Die Fallzahlen im Kanton St. Gallen stagnieren seit Tagen, nehmen im Gegensatz zu anderen Kantonen eher zu als ab. Was macht St. Gallen zum Corona-Hotspot?
Während andernorts ein Corona-Lockdown oder eine Maskenpflicht verhängt wurde, wartete man im Kanton St. Gallen zu. Noch im August stellte sich die Regierung unter der Leitung von Gesundheitsdirektor Bruno Damann gegen die Empfehlungen des Bundesamts für Gesundheit (BAG).
Bürgerliche Regierung handelt zurückhaltend
Als Mediziner und ehemaliger Hausarzt konnte er die zurückhaltende Haltung glaubwürdig vertreten und erntete von der Bevölkerung und der Wirtschaft grösstenteils Zuspruch.
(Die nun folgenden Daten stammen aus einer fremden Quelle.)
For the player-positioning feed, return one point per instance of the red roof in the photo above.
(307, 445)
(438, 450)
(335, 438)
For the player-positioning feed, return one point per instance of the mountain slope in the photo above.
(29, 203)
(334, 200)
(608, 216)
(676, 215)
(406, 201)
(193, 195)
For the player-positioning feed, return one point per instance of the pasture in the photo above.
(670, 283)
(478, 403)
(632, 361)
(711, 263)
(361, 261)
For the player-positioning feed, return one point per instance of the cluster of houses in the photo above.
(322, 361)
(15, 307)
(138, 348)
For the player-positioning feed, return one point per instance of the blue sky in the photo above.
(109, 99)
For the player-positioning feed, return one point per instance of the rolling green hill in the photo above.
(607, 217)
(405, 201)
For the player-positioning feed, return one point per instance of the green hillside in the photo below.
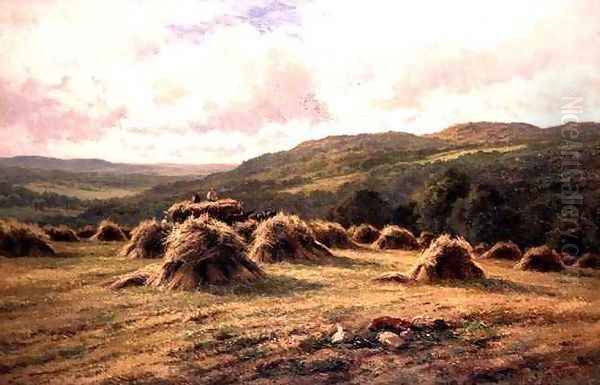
(316, 177)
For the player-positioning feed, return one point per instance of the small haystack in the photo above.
(61, 233)
(589, 260)
(224, 210)
(147, 240)
(364, 233)
(87, 231)
(23, 240)
(425, 239)
(540, 258)
(286, 238)
(504, 250)
(246, 229)
(395, 237)
(446, 258)
(201, 252)
(331, 234)
(127, 231)
(109, 231)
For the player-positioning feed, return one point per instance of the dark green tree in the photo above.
(437, 201)
(364, 206)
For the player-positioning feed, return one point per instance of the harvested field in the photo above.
(60, 324)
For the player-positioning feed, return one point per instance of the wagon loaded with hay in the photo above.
(224, 210)
(199, 252)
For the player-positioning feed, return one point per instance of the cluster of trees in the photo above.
(451, 202)
(18, 196)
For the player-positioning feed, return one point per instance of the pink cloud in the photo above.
(287, 94)
(30, 112)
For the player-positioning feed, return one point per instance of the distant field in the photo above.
(28, 214)
(83, 191)
(59, 324)
(327, 184)
(451, 155)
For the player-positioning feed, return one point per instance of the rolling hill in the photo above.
(103, 166)
(522, 161)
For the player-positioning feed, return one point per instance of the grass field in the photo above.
(84, 191)
(59, 324)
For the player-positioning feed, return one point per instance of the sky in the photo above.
(221, 81)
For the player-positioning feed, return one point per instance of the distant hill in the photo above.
(517, 172)
(103, 166)
(489, 133)
(316, 175)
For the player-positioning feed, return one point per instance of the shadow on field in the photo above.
(499, 285)
(271, 286)
(339, 261)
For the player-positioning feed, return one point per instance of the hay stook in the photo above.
(446, 258)
(364, 233)
(204, 251)
(23, 240)
(147, 240)
(395, 237)
(109, 231)
(542, 259)
(286, 238)
(331, 234)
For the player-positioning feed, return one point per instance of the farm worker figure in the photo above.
(211, 196)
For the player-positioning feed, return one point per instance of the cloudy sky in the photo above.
(198, 81)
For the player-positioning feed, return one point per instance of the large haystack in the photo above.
(331, 234)
(286, 238)
(201, 252)
(23, 240)
(425, 239)
(364, 233)
(109, 231)
(246, 229)
(147, 240)
(504, 250)
(395, 237)
(61, 233)
(590, 261)
(446, 258)
(87, 231)
(225, 210)
(540, 258)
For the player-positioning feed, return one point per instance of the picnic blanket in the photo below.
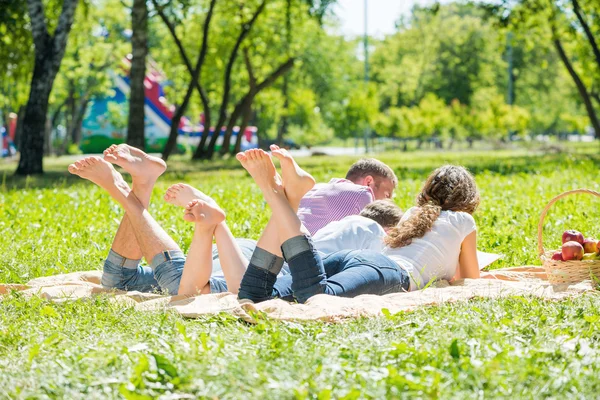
(518, 281)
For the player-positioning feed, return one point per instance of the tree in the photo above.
(195, 74)
(95, 48)
(137, 74)
(49, 51)
(246, 26)
(15, 63)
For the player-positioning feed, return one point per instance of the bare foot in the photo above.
(204, 213)
(260, 166)
(102, 174)
(144, 169)
(296, 181)
(180, 194)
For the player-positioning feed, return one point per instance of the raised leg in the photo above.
(198, 265)
(233, 262)
(258, 282)
(144, 170)
(155, 244)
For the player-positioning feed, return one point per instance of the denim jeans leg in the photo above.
(306, 267)
(168, 268)
(364, 272)
(260, 277)
(127, 274)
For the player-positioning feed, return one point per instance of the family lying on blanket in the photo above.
(343, 238)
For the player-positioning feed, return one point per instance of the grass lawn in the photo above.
(518, 347)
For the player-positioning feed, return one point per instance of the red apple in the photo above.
(572, 235)
(590, 245)
(572, 251)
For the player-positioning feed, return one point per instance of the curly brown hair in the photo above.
(449, 188)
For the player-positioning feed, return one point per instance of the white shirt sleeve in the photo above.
(468, 224)
(351, 233)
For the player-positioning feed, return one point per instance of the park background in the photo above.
(507, 89)
(302, 72)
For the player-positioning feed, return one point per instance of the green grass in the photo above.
(519, 347)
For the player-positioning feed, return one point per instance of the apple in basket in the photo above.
(572, 235)
(572, 251)
(590, 245)
(591, 256)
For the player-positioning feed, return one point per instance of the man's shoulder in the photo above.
(342, 185)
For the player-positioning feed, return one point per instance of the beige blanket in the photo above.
(517, 281)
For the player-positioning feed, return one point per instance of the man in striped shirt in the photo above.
(367, 180)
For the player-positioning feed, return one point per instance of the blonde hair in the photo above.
(385, 212)
(448, 188)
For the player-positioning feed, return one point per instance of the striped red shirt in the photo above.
(333, 201)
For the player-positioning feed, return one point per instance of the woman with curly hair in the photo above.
(435, 239)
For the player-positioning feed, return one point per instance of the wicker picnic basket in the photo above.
(565, 271)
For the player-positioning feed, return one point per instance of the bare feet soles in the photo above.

Bis Ende Oktober war die St. Galler Regierung auf einem eigenen, liberalen Kurs, setzte im Kanton nur die Vorschriften des Bundes um. Zur Begründung wurde angeführt, dass es bei einem langsamen Rückgang der Fallzahlen auch nicht von einem explosiven Anstieg auszugehen sei.
Die Konsequenz: Die Fallzahlen stagnieren oder steigen an einigen Tagen teilweise wieder an. Plötzlich zählt der Kanton St. Gallen in der Deutschschweiz am meisten Neuansteckungen pro 100'000 Einwohner. Und das nicht nur aufgrund einzelner Hotspots beispielsweise in Heimen, welche die Zahlen auch beeinflussen.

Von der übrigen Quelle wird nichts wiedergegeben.